Many legislators projected empathy during two budget hearings and a number of in-person office visits during the 2026 legislative session. At the House Health and Human Services Subcommittee hearing in particular, I thought our community had some allies.
And then efforts to restore funding or any autonomy to participants managing self-directed budgets failed. Many of those same legislators made sad eyes, referenced heavy hearts, and stated that they couldn’t support the restoration of any funds, nor any changes that allowed families more autonomy to manage budgets, because they needed to ensure the future of the waiver programs. And these cuts, they said, were the way forward.
But what if they aren’t?
The main argument used by DDA representatives and apparently swallowed whole by the Governor’s office and the General Assembly centered around cost neutrality. A lot of people’s eyes glaze over when this topic comes up, either because they really hate numbers or because reading federal Medicaid rules is enough to make the eyes glaze over. A few facts to keep in mind:
The deinstitutionalization movement began in the 1950s and gathered steam in the 1970s as advocates pushed for people with disabilities to be cared for in their homes and communities, instead of institutions.Poor conditions and abuse were well-documented by then.
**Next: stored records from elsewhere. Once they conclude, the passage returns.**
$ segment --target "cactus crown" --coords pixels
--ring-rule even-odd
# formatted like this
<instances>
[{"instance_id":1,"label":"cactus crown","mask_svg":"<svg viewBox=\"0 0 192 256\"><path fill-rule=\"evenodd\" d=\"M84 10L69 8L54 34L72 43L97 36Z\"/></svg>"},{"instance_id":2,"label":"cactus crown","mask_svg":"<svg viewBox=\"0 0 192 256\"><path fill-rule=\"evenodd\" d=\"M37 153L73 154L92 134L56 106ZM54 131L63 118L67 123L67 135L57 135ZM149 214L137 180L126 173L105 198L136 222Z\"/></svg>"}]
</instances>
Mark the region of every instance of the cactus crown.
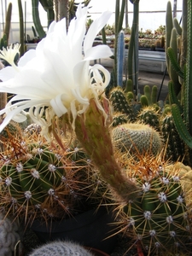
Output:
<instances>
[{"instance_id":1,"label":"cactus crown","mask_svg":"<svg viewBox=\"0 0 192 256\"><path fill-rule=\"evenodd\" d=\"M67 218L105 201L107 185L83 151L64 152L41 139L9 137L1 154L0 199L7 212L26 223Z\"/></svg>"}]
</instances>

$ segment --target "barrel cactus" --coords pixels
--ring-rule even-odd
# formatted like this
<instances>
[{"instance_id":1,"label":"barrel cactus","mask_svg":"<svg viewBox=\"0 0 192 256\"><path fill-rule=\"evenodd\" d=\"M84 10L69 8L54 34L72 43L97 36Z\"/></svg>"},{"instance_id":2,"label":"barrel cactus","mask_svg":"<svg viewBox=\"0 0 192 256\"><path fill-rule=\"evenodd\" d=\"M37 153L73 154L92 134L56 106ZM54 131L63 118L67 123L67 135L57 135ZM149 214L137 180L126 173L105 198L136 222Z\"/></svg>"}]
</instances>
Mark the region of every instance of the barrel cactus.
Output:
<instances>
[{"instance_id":1,"label":"barrel cactus","mask_svg":"<svg viewBox=\"0 0 192 256\"><path fill-rule=\"evenodd\" d=\"M191 188L183 187L180 169L160 156L139 162L126 160L125 165L125 173L143 188L138 198L119 208L119 225L131 244L134 241L146 255L187 252L191 244L191 206L185 198Z\"/></svg>"},{"instance_id":2,"label":"barrel cactus","mask_svg":"<svg viewBox=\"0 0 192 256\"><path fill-rule=\"evenodd\" d=\"M38 144L20 145L19 149L1 167L1 204L26 218L67 214L78 201L78 184L70 182L61 157Z\"/></svg>"},{"instance_id":3,"label":"barrel cactus","mask_svg":"<svg viewBox=\"0 0 192 256\"><path fill-rule=\"evenodd\" d=\"M142 123L148 125L157 131L160 131L159 117L159 109L156 110L154 107L152 106L143 108L137 116Z\"/></svg>"},{"instance_id":4,"label":"barrel cactus","mask_svg":"<svg viewBox=\"0 0 192 256\"><path fill-rule=\"evenodd\" d=\"M72 241L52 241L36 248L29 256L93 256L88 249Z\"/></svg>"},{"instance_id":5,"label":"barrel cactus","mask_svg":"<svg viewBox=\"0 0 192 256\"><path fill-rule=\"evenodd\" d=\"M137 123L114 127L112 139L116 148L131 155L144 155L147 152L155 155L163 146L158 131L147 125Z\"/></svg>"},{"instance_id":6,"label":"barrel cactus","mask_svg":"<svg viewBox=\"0 0 192 256\"><path fill-rule=\"evenodd\" d=\"M68 148L66 140L61 148L35 132L8 138L0 156L0 201L8 214L27 224L68 218L107 202L106 183L84 151Z\"/></svg>"},{"instance_id":7,"label":"barrel cactus","mask_svg":"<svg viewBox=\"0 0 192 256\"><path fill-rule=\"evenodd\" d=\"M127 115L130 121L136 119L133 108L129 104L123 89L119 86L110 92L109 101L112 103L114 112L119 112Z\"/></svg>"}]
</instances>

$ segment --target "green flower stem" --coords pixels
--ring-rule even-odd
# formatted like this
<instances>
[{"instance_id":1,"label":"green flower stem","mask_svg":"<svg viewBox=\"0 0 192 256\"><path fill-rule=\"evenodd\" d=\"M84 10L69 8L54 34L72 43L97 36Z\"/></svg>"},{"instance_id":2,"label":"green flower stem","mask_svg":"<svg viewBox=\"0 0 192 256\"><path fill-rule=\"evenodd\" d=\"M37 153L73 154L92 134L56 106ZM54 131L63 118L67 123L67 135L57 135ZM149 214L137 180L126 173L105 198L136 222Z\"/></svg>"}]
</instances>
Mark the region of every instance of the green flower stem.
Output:
<instances>
[{"instance_id":1,"label":"green flower stem","mask_svg":"<svg viewBox=\"0 0 192 256\"><path fill-rule=\"evenodd\" d=\"M121 200L129 201L137 198L138 188L121 172L114 159L109 129L94 99L90 101L84 119L77 117L75 132L82 146L98 167L103 179L110 184Z\"/></svg>"}]
</instances>

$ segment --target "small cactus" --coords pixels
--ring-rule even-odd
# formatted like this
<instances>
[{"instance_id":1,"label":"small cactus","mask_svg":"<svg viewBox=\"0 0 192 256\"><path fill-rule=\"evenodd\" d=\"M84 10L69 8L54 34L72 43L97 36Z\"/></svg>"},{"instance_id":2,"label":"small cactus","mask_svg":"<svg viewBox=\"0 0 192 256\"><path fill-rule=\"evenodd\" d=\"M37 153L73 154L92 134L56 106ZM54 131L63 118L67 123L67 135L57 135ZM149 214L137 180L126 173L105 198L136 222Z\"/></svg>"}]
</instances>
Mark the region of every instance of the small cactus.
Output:
<instances>
[{"instance_id":1,"label":"small cactus","mask_svg":"<svg viewBox=\"0 0 192 256\"><path fill-rule=\"evenodd\" d=\"M154 107L145 107L138 113L138 120L160 131L159 112Z\"/></svg>"},{"instance_id":2,"label":"small cactus","mask_svg":"<svg viewBox=\"0 0 192 256\"><path fill-rule=\"evenodd\" d=\"M131 155L157 154L162 148L162 140L154 128L142 124L124 124L112 130L113 145L121 152Z\"/></svg>"},{"instance_id":3,"label":"small cactus","mask_svg":"<svg viewBox=\"0 0 192 256\"><path fill-rule=\"evenodd\" d=\"M4 212L0 212L0 255L12 256L17 245L21 253L21 239L22 233L19 222L6 217Z\"/></svg>"},{"instance_id":4,"label":"small cactus","mask_svg":"<svg viewBox=\"0 0 192 256\"><path fill-rule=\"evenodd\" d=\"M36 248L29 256L93 256L87 249L72 241L52 241Z\"/></svg>"},{"instance_id":5,"label":"small cactus","mask_svg":"<svg viewBox=\"0 0 192 256\"><path fill-rule=\"evenodd\" d=\"M26 224L68 218L109 201L106 183L81 148L61 149L36 132L9 136L3 144L0 206Z\"/></svg>"},{"instance_id":6,"label":"small cactus","mask_svg":"<svg viewBox=\"0 0 192 256\"><path fill-rule=\"evenodd\" d=\"M135 120L135 115L133 108L129 105L129 102L125 97L125 95L120 87L114 88L110 92L110 102L115 112L121 112L127 115L130 121Z\"/></svg>"},{"instance_id":7,"label":"small cactus","mask_svg":"<svg viewBox=\"0 0 192 256\"><path fill-rule=\"evenodd\" d=\"M178 135L171 112L161 116L160 127L165 143L167 144L166 158L172 161L183 160L184 143Z\"/></svg>"},{"instance_id":8,"label":"small cactus","mask_svg":"<svg viewBox=\"0 0 192 256\"><path fill-rule=\"evenodd\" d=\"M131 163L126 160L125 165L125 174L143 187L137 199L119 208L122 231L131 245L135 241L146 255L188 251L191 218L186 196L191 195L191 186L183 189L180 168L165 163L160 155Z\"/></svg>"},{"instance_id":9,"label":"small cactus","mask_svg":"<svg viewBox=\"0 0 192 256\"><path fill-rule=\"evenodd\" d=\"M116 127L119 125L126 124L128 122L128 119L125 113L116 113L113 116L113 127Z\"/></svg>"}]
</instances>

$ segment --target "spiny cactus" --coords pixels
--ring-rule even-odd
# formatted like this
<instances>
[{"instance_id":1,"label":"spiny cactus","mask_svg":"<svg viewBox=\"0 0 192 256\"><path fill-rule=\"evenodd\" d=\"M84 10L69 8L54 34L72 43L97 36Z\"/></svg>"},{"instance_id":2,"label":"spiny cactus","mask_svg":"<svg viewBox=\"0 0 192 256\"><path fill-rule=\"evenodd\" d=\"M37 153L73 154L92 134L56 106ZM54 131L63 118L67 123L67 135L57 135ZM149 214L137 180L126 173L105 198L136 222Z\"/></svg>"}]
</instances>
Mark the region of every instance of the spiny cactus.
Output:
<instances>
[{"instance_id":1,"label":"spiny cactus","mask_svg":"<svg viewBox=\"0 0 192 256\"><path fill-rule=\"evenodd\" d=\"M72 241L52 241L35 249L29 256L93 256L87 249Z\"/></svg>"},{"instance_id":2,"label":"spiny cactus","mask_svg":"<svg viewBox=\"0 0 192 256\"><path fill-rule=\"evenodd\" d=\"M157 104L157 86L154 85L152 89L148 85L144 86L144 95L143 96L145 96L146 100L143 102L143 99L142 99L141 96L141 104L143 107L147 107L149 105Z\"/></svg>"},{"instance_id":3,"label":"spiny cactus","mask_svg":"<svg viewBox=\"0 0 192 256\"><path fill-rule=\"evenodd\" d=\"M17 244L19 253L21 255L20 240L22 232L19 222L7 218L4 212L0 212L0 255L12 256Z\"/></svg>"},{"instance_id":4,"label":"spiny cactus","mask_svg":"<svg viewBox=\"0 0 192 256\"><path fill-rule=\"evenodd\" d=\"M112 125L113 125L113 127L115 127L115 126L118 126L122 124L126 124L126 123L128 123L128 121L129 121L129 119L125 113L115 113L113 115Z\"/></svg>"},{"instance_id":5,"label":"spiny cactus","mask_svg":"<svg viewBox=\"0 0 192 256\"><path fill-rule=\"evenodd\" d=\"M112 130L113 145L131 155L157 154L162 149L160 134L152 127L142 124L124 124Z\"/></svg>"},{"instance_id":6,"label":"spiny cactus","mask_svg":"<svg viewBox=\"0 0 192 256\"><path fill-rule=\"evenodd\" d=\"M166 159L172 161L184 160L184 143L177 133L171 112L161 116L160 131L166 144Z\"/></svg>"},{"instance_id":7,"label":"spiny cactus","mask_svg":"<svg viewBox=\"0 0 192 256\"><path fill-rule=\"evenodd\" d=\"M30 143L25 137L8 140L9 148L1 154L1 207L15 218L24 216L26 221L39 216L67 217L82 211L79 207L82 187L93 186L87 183L85 176L91 177L90 166L84 172L84 181L79 181L83 166L70 160L68 152L61 152L44 141L42 144L32 142L32 137Z\"/></svg>"},{"instance_id":8,"label":"spiny cactus","mask_svg":"<svg viewBox=\"0 0 192 256\"><path fill-rule=\"evenodd\" d=\"M117 46L117 84L118 86L120 87L123 87L124 51L125 51L124 32L120 31L118 36L118 46Z\"/></svg>"},{"instance_id":9,"label":"spiny cactus","mask_svg":"<svg viewBox=\"0 0 192 256\"><path fill-rule=\"evenodd\" d=\"M137 115L138 120L160 131L160 113L154 107L146 107L141 109Z\"/></svg>"},{"instance_id":10,"label":"spiny cactus","mask_svg":"<svg viewBox=\"0 0 192 256\"><path fill-rule=\"evenodd\" d=\"M121 112L126 114L130 121L135 120L133 108L129 105L122 88L118 86L112 90L109 100L115 112Z\"/></svg>"},{"instance_id":11,"label":"spiny cactus","mask_svg":"<svg viewBox=\"0 0 192 256\"><path fill-rule=\"evenodd\" d=\"M126 160L124 165L125 173L143 188L136 201L119 207L119 224L131 245L141 246L146 255L190 251L191 206L185 196L191 195L191 187L183 189L180 169L169 166L160 155L148 155L139 162Z\"/></svg>"}]
</instances>

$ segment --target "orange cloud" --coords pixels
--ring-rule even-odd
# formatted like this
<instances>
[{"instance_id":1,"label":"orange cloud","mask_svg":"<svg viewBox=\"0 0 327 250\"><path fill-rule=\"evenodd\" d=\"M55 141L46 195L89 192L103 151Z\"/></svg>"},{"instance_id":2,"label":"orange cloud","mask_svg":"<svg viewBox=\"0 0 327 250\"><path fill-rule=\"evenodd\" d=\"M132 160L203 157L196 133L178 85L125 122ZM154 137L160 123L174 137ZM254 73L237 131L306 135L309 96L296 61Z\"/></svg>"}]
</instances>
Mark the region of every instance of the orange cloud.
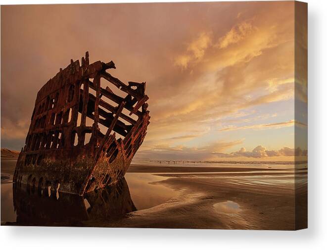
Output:
<instances>
[{"instance_id":1,"label":"orange cloud","mask_svg":"<svg viewBox=\"0 0 327 250\"><path fill-rule=\"evenodd\" d=\"M219 131L231 131L233 130L238 130L240 129L267 129L271 128L279 129L284 127L292 127L297 125L301 127L306 127L307 125L301 122L290 120L284 122L277 122L275 123L267 123L263 124L255 124L252 125L243 126L241 127L231 126L221 129Z\"/></svg>"}]
</instances>

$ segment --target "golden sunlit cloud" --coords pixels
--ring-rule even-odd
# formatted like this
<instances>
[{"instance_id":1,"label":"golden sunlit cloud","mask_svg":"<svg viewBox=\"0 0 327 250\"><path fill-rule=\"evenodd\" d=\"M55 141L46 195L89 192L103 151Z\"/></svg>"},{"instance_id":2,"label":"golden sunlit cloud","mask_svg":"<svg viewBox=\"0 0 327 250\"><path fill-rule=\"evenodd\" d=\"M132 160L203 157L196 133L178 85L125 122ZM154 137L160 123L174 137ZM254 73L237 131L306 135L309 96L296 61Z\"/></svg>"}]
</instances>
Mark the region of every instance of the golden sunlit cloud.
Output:
<instances>
[{"instance_id":1,"label":"golden sunlit cloud","mask_svg":"<svg viewBox=\"0 0 327 250\"><path fill-rule=\"evenodd\" d=\"M238 15L237 17L239 17ZM223 49L231 44L236 44L250 35L253 30L255 28L250 22L241 22L233 27L226 35L221 38L216 46L220 49Z\"/></svg>"},{"instance_id":2,"label":"golden sunlit cloud","mask_svg":"<svg viewBox=\"0 0 327 250\"><path fill-rule=\"evenodd\" d=\"M229 127L221 129L219 131L231 131L240 129L268 129L271 128L279 129L284 127L292 127L294 125L301 127L306 127L307 125L294 120L290 120L284 122L277 122L276 123L267 123L264 124L255 124L252 125L243 126L241 127Z\"/></svg>"}]
</instances>

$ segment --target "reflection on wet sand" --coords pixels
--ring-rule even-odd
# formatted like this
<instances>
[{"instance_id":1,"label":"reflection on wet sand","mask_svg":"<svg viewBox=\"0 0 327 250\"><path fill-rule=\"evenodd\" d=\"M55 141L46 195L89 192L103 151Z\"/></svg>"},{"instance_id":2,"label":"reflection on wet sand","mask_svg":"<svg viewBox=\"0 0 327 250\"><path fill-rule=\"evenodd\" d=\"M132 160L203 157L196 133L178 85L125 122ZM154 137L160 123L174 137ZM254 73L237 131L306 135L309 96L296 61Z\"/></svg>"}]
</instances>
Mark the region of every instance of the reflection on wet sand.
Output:
<instances>
[{"instance_id":1,"label":"reflection on wet sand","mask_svg":"<svg viewBox=\"0 0 327 250\"><path fill-rule=\"evenodd\" d=\"M291 164L257 165L229 164L213 169L210 164L195 169L177 166L177 169L132 165L126 181L84 197L60 193L60 187L58 193L50 190L50 196L47 190L40 192L37 187L14 185L13 189L9 180L1 185L1 224L284 230L306 227L306 164L296 171Z\"/></svg>"},{"instance_id":2,"label":"reflection on wet sand","mask_svg":"<svg viewBox=\"0 0 327 250\"><path fill-rule=\"evenodd\" d=\"M13 185L17 222L7 224L82 226L83 221L114 220L135 211L127 183L123 179L114 186L87 193L84 197L33 189Z\"/></svg>"}]
</instances>

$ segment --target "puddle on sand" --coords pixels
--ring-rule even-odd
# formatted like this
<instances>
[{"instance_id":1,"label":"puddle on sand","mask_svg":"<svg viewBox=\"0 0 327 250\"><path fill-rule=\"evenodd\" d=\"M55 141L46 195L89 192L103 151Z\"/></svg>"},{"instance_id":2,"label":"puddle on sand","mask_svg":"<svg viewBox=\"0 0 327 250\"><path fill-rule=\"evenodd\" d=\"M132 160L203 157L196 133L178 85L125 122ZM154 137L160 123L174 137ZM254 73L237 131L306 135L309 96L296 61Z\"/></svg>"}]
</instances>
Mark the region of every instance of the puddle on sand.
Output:
<instances>
[{"instance_id":1,"label":"puddle on sand","mask_svg":"<svg viewBox=\"0 0 327 250\"><path fill-rule=\"evenodd\" d=\"M219 213L237 213L241 210L239 205L231 200L216 203L213 206Z\"/></svg>"}]
</instances>

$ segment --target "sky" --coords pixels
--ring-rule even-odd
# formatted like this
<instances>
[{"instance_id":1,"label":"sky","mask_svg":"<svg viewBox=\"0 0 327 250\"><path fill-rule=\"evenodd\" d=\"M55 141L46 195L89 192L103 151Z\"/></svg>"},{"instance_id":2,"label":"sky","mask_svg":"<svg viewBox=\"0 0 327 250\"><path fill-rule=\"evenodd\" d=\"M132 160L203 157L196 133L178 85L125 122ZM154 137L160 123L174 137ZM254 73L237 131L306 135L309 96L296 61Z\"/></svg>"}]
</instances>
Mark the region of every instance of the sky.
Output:
<instances>
[{"instance_id":1,"label":"sky","mask_svg":"<svg viewBox=\"0 0 327 250\"><path fill-rule=\"evenodd\" d=\"M38 91L86 51L90 63L112 60L123 81L146 82L151 123L137 157L306 155L292 1L1 6L1 148L24 146Z\"/></svg>"}]
</instances>

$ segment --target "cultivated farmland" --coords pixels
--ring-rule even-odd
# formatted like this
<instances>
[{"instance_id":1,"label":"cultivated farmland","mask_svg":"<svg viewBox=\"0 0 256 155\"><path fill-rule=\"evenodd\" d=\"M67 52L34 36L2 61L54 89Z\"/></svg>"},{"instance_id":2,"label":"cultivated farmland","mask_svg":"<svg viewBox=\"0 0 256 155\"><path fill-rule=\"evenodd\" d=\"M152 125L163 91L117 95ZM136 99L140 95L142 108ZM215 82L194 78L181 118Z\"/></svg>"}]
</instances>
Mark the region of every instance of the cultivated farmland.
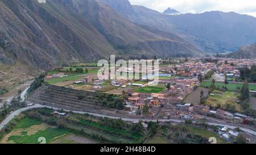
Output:
<instances>
[{"instance_id":1,"label":"cultivated farmland","mask_svg":"<svg viewBox=\"0 0 256 155\"><path fill-rule=\"evenodd\" d=\"M204 87L209 87L212 84L210 81L203 81L201 83L201 86ZM231 83L230 82L226 85L226 87L228 91L240 91L242 87L243 84L242 83ZM215 86L217 88L221 89L223 86L226 86L224 82L216 82ZM256 90L256 85L249 84L250 90Z\"/></svg>"}]
</instances>

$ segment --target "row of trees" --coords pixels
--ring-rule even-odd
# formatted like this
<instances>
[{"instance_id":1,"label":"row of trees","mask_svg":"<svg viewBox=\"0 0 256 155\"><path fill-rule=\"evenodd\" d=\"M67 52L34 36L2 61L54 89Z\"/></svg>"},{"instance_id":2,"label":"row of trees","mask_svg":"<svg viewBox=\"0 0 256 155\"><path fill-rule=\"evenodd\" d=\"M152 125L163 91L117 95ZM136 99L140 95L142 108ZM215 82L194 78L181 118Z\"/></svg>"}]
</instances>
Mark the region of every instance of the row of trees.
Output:
<instances>
[{"instance_id":1,"label":"row of trees","mask_svg":"<svg viewBox=\"0 0 256 155\"><path fill-rule=\"evenodd\" d=\"M106 97L104 97L101 94L98 97L99 100L104 107L117 110L123 110L124 108L123 100L121 97L113 94L106 95Z\"/></svg>"},{"instance_id":2,"label":"row of trees","mask_svg":"<svg viewBox=\"0 0 256 155\"><path fill-rule=\"evenodd\" d=\"M256 66L251 66L251 69L248 68L242 68L239 69L240 78L242 80L247 80L249 82L256 82Z\"/></svg>"}]
</instances>

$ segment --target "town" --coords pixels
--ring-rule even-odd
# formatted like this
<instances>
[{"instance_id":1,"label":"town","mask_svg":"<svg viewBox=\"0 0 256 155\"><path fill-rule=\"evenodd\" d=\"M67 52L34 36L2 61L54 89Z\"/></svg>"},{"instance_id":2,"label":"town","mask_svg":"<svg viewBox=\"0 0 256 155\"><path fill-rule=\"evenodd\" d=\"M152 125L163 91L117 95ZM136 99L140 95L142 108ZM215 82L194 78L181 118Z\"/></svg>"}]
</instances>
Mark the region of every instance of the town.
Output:
<instances>
[{"instance_id":1,"label":"town","mask_svg":"<svg viewBox=\"0 0 256 155\"><path fill-rule=\"evenodd\" d=\"M159 62L158 74L141 80L99 79L96 63L56 69L47 73L44 84L27 102L127 118L208 120L255 128L256 81L242 81L244 70L255 69L256 60L198 57ZM149 85L152 77L159 78L154 86ZM243 99L246 85L250 95ZM234 129L219 127L217 133L227 141L238 136Z\"/></svg>"}]
</instances>

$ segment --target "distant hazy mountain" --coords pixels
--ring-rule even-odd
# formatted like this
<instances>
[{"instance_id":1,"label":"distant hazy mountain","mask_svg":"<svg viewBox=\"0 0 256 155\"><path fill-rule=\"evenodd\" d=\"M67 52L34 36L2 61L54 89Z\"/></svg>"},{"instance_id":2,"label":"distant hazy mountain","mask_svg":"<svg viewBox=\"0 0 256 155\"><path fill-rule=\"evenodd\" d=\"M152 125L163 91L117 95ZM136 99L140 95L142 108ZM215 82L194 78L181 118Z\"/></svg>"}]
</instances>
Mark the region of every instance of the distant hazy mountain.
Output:
<instances>
[{"instance_id":1,"label":"distant hazy mountain","mask_svg":"<svg viewBox=\"0 0 256 155\"><path fill-rule=\"evenodd\" d=\"M166 10L164 10L164 11L163 11L163 14L168 14L168 15L177 15L179 14L180 12L179 12L177 10L171 9L170 7L168 7L167 9L166 9Z\"/></svg>"},{"instance_id":2,"label":"distant hazy mountain","mask_svg":"<svg viewBox=\"0 0 256 155\"><path fill-rule=\"evenodd\" d=\"M1 1L0 63L20 61L49 69L113 53L152 57L202 53L175 35L147 30L127 20L134 17L122 15L135 14L129 1Z\"/></svg>"},{"instance_id":3,"label":"distant hazy mountain","mask_svg":"<svg viewBox=\"0 0 256 155\"><path fill-rule=\"evenodd\" d=\"M0 62L48 69L115 52L90 23L59 1L0 1Z\"/></svg>"},{"instance_id":4,"label":"distant hazy mountain","mask_svg":"<svg viewBox=\"0 0 256 155\"><path fill-rule=\"evenodd\" d=\"M241 47L238 51L226 56L237 59L256 58L256 43Z\"/></svg>"},{"instance_id":5,"label":"distant hazy mountain","mask_svg":"<svg viewBox=\"0 0 256 155\"><path fill-rule=\"evenodd\" d=\"M132 7L133 15L123 15L130 21L179 35L207 52L234 52L256 42L256 18L253 16L220 11L170 16L141 6Z\"/></svg>"}]
</instances>

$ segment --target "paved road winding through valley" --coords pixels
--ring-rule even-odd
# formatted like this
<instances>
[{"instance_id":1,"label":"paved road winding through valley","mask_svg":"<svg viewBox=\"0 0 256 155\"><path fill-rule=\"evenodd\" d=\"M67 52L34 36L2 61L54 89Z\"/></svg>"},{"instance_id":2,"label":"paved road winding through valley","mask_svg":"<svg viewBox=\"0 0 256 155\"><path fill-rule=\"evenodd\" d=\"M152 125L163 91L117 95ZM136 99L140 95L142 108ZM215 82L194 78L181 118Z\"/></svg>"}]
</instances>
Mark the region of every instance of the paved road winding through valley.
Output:
<instances>
[{"instance_id":1,"label":"paved road winding through valley","mask_svg":"<svg viewBox=\"0 0 256 155\"><path fill-rule=\"evenodd\" d=\"M52 108L55 110L60 110L58 108L55 108L50 106L43 106L41 104L35 104L33 106L31 107L27 107L23 108L20 108L19 110L16 110L14 111L13 113L10 114L8 117L5 119L1 124L0 124L0 131L2 130L3 128L5 127L5 125L6 125L10 121L11 121L13 119L15 118L17 115L19 115L22 112L25 111L30 109L33 108L44 108L44 107L47 107L49 108ZM65 110L65 111L69 111L69 110ZM89 114L91 115L93 115L95 116L98 117L106 117L108 118L111 119L122 119L123 120L125 121L130 121L130 122L139 122L140 120L142 120L143 122L175 122L175 123L184 123L184 120L179 120L179 119L159 119L159 120L153 120L153 119L129 119L129 118L119 118L119 117L115 117L115 116L108 116L108 115L101 115L98 114L94 114L94 113L90 113L90 112L81 112L81 111L72 111L74 113L76 114ZM218 123L206 123L207 124L210 125L215 125L215 126L224 126L225 127L227 127L228 128L230 129L234 129L236 128L238 128L239 127L236 127L236 126L232 126L223 124L218 124ZM251 135L253 135L254 136L256 136L256 131L253 131L250 129L245 128L241 128L239 127L242 131L247 132L249 133L250 133Z\"/></svg>"}]
</instances>

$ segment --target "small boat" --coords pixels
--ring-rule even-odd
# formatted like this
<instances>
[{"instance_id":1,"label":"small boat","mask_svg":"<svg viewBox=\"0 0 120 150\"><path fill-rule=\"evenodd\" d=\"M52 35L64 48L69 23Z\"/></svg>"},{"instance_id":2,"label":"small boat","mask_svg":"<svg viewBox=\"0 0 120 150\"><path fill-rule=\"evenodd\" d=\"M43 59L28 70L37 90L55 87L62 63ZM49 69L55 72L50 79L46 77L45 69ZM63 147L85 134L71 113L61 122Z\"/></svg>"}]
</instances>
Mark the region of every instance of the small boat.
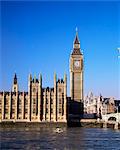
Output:
<instances>
[{"instance_id":1,"label":"small boat","mask_svg":"<svg viewBox=\"0 0 120 150\"><path fill-rule=\"evenodd\" d=\"M56 128L56 129L55 129L55 132L56 132L56 133L62 133L63 130L62 130L61 128Z\"/></svg>"}]
</instances>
In 1999, the Olmstead decision mandated a shift toward community-based care for those who could live safely in their homes.
Medicaid rules require that per-participant costs of home- and community-based services (ie, Maryland’s Community Pathways Waiver) cannot exceed the per-participant costs of institutional care. DDA insisted that budgets must be contained because Maryland’s home- and community-based services will soon be at risk of exceeding the cost neutrality benchmark.
Exceeding that benchmark puts federal Medicaid funding at risk.
Except that — all terrible math puns intended — the numbers don’t add up.
Note that DDA’s stated cost per resident — the all-important cost neutrality benchmark — is less than half of the actual cost of care in Maryland’s two remaining institutions, as published in the 2025 Office of Legislative audits report. They’re shorting their home- and community-based participants.
I have no idea whether Deputy Secretary Hutchinson and her staff can’t read published reports; can’t do basic math; or are deliberately misleading you. Any of the three is concerning. What I need you and your colleagues to do now is to press them for answers, and if you don’t like what you hear, push for changes at DDA. Your most vulnerable constituents need that from you. Ask them where the money is, and where it’s really going.
The General Assembly blew it in April. Try to atone for it now.